@nerd, would you know the gold standard test used to detect EBV reactivation?
If the sensitivity of VCA IgM for reactivated EBV infection is 5.8%, then that figure must have been obtained by comparing the results of VCA IgM to the gold standard.
Unfortunately, I don't have access to Wiley's paywall. But they write the following in the abstract.
IgM directed against Epstein‐Barr virus (EBV) early antigen (IgM‐EA) has been established as an early marker of EBV infection and IgG directed against Epstein‐Barr virus nuclear antigen 1 (IgG‐EBNA‐1) as a late marker. Simultaneous seropositivity to IgM‐EA and IgG‐EBNA has therefore been proposed as indicating reactivation of latent EBV infection.
Besides VCA IgM, the only acute marker they mention is EA IgM. I assume their "seropositive" definition is simultaneous EA IgM and EBNA IgG. I don't think this is considered the current gold standard, though, because most sources only mention EA-D IgA or IgG.
This paper clarifies these questions in the introduction:
De Paschale M, Clerici P. Serological diagnosis of Epstein-Barr virus infection: Problems and solutions.
World J Virol. 2012;1(1):31-43.
10.5501/wjv.v1.i1.31
They mention the abovementioned study and its validity, pointing out that EA IgM is just not used because it is also sensitive to the initial (and not reactivating) infection. If you already know that you had your initial infection before because you already had a positive ENBA IgG and VCA IgG test in the past, EA IgM should still be a reliable marker because IgM have the shortest half-life and aren't oversensitive as EA-D IgG is because some patients have these antibodies for many years. So if you'd like to know if you likely had a reactivation phase in the recent time, when your initial infection is far in the past, EA-D IgG is the gold standard. If you'd like to check for a current ongoing reactivation phase, EA IgM is the better way.

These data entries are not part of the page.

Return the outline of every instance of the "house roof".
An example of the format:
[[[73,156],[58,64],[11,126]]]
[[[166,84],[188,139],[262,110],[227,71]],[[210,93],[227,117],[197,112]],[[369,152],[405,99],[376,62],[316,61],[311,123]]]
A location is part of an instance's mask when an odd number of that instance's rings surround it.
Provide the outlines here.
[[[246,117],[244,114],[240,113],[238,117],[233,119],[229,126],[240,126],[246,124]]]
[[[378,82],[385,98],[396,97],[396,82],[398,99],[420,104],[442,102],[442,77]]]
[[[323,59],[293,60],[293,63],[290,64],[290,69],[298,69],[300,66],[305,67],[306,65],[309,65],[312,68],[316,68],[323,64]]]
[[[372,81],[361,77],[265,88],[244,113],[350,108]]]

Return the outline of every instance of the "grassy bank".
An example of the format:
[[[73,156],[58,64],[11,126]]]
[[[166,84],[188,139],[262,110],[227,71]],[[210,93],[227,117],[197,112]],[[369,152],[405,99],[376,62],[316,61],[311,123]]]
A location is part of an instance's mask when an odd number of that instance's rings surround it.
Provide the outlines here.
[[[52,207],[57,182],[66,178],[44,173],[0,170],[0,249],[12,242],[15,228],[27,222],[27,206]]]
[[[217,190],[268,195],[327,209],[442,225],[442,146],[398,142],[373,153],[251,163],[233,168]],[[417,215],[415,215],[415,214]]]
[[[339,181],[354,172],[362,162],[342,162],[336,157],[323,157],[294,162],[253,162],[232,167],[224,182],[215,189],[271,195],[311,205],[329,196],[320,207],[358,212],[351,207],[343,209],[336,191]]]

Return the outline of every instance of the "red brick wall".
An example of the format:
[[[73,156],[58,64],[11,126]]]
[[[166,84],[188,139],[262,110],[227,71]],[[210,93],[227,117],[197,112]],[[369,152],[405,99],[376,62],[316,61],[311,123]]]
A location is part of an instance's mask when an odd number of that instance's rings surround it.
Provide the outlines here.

But the study also mentions other types of tests and which is indicative of which EBV-induced condition. They differentiate initial infection, chronic active EBV (CAEBV), and reactivated EBV. Interestingly, they also mention other pathogens that cause IM (but usually isn't called this way).
I think in the future, we'll only have gene expression profiles because they are cheap and fast. Thanks to Illumina and other new drivers of this technology, any doctor can do these tests in their own lab and have the results while the patient can wait. Moreover, it provides extensive profiles of all cataloged diseases and pathogens in a single small blood probe. If your lytic EBV genes are elevated, you would immediately know that your EBV is reactivating again. I think this will be the future gold standard. The hardware technology already exists. It's affordable. Statistical analysis and gene matching tools already exist as well. The missing piece is a large study that provides a huge test set to enable neural networks to get sufficient significance from the data.

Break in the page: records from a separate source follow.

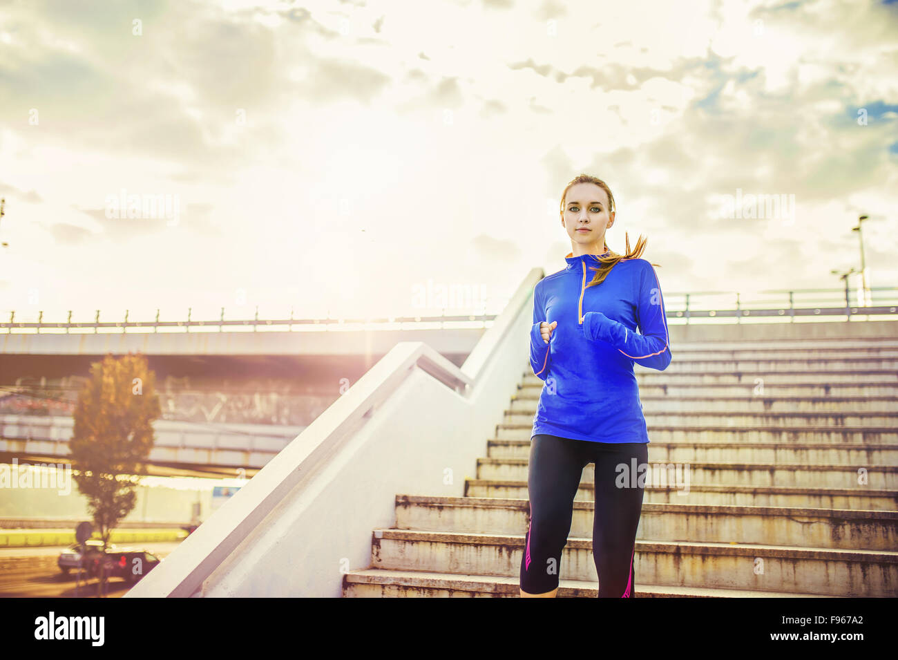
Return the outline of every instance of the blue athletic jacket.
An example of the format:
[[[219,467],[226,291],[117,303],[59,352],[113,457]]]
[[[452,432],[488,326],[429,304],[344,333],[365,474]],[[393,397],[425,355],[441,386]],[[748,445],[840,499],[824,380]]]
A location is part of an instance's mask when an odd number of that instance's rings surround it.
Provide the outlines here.
[[[601,265],[595,255],[570,252],[565,260],[564,270],[533,289],[530,364],[545,384],[530,436],[647,443],[633,363],[659,371],[671,363],[655,268],[644,259],[621,260],[602,284],[586,286]],[[540,323],[556,321],[547,345]]]

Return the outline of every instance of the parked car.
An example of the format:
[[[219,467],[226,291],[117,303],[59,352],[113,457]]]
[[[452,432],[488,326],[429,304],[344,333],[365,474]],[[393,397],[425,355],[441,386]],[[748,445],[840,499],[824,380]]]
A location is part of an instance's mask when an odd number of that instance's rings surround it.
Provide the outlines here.
[[[159,566],[162,561],[152,552],[139,548],[107,549],[105,557],[106,576],[121,577],[129,585],[134,585],[144,576]],[[100,576],[101,559],[94,557],[88,568],[92,577]]]
[[[87,568],[92,560],[99,558],[102,554],[103,541],[99,539],[88,539],[86,542],[86,554],[84,556],[84,563],[82,564],[82,568]],[[107,550],[115,550],[114,545],[110,545],[107,548]],[[59,553],[59,558],[57,559],[57,565],[65,574],[68,574],[73,568],[78,569],[78,560],[81,559],[81,544],[73,543],[68,548],[64,550]]]

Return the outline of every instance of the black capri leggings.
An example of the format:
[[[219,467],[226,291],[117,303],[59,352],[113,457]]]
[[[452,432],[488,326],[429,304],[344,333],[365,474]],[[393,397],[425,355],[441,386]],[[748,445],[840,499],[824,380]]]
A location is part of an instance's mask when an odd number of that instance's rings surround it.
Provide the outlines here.
[[[583,469],[595,464],[595,515],[593,518],[593,559],[599,576],[599,598],[631,598],[635,576],[633,554],[636,528],[642,512],[644,486],[641,470],[626,480],[616,468],[623,463],[627,475],[632,459],[638,470],[648,462],[647,443],[597,443],[557,436],[536,435],[530,443],[527,488],[530,524],[521,558],[521,590],[545,594],[559,585],[561,550],[568,543],[574,515],[574,497]]]

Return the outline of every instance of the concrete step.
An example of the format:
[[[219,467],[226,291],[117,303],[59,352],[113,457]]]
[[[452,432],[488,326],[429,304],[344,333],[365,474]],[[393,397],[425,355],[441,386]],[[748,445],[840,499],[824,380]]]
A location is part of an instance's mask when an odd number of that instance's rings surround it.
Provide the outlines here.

But I imagine that the MD lobby will try to prevent this because it will make some of their jobs obsolete or reduce their practical application. Not that it matters to them that we urgently need more MDs anyway.

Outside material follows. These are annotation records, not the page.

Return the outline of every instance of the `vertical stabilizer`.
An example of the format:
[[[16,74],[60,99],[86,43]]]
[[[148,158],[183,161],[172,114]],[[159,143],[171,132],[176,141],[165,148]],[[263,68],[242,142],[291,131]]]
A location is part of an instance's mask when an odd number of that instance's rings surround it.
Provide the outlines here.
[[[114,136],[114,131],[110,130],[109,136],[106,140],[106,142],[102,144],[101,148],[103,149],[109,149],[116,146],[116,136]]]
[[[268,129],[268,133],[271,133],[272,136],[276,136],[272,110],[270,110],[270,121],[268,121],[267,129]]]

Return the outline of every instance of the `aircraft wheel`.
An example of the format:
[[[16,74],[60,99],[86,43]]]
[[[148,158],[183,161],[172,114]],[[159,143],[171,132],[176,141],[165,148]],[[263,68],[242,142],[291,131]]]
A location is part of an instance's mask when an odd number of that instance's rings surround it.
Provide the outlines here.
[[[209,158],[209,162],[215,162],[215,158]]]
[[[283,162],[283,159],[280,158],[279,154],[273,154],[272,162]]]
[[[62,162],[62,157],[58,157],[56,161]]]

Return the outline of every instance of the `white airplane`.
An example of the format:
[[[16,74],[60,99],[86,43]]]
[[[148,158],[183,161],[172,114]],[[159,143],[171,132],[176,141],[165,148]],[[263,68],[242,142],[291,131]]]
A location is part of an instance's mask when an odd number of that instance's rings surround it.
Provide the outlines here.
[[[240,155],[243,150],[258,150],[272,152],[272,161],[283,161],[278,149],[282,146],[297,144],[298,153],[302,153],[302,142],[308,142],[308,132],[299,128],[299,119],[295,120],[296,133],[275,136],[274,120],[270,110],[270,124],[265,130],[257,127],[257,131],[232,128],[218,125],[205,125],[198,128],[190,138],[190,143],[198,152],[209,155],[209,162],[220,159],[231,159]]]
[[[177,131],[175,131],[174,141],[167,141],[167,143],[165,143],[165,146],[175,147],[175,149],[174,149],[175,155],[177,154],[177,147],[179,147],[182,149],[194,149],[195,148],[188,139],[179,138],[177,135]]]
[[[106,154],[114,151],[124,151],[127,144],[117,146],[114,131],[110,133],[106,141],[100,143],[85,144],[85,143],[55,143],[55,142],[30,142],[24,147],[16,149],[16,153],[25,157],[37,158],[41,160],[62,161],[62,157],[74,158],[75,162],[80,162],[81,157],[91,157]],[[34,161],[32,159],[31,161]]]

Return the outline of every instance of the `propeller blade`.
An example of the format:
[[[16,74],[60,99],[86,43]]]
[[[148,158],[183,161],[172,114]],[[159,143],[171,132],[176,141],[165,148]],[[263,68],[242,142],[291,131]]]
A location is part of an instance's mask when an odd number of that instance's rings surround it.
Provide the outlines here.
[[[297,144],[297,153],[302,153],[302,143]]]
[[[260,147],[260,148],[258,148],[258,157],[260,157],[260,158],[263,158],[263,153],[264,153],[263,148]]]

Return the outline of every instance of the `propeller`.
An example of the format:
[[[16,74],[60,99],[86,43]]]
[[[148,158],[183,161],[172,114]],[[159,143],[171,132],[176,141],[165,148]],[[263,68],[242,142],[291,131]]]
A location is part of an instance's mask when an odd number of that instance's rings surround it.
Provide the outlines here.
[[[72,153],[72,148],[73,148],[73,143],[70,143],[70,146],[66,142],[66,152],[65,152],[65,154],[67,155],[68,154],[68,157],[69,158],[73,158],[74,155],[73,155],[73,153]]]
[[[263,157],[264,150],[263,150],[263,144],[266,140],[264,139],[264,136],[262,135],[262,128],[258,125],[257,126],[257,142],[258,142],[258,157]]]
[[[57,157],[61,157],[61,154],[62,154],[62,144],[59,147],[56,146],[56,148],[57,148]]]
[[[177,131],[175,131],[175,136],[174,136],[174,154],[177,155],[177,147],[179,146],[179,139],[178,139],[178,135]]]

You can already do such tests, I had some done of some EBV genes in my own case. But it's not in the guidelines because their indicative ranges are based on correlation studies. What does it really mean when your latent genes are 20x elevated above the average healthy range? Obviously, it is of pathological significance in some way. But it might also be associated with SLE, MS, lymphomas, and not just with IM. And due to the lack of data, there is insufficient significance for the differentiation of all these EBV-associated conditions based on gene expression.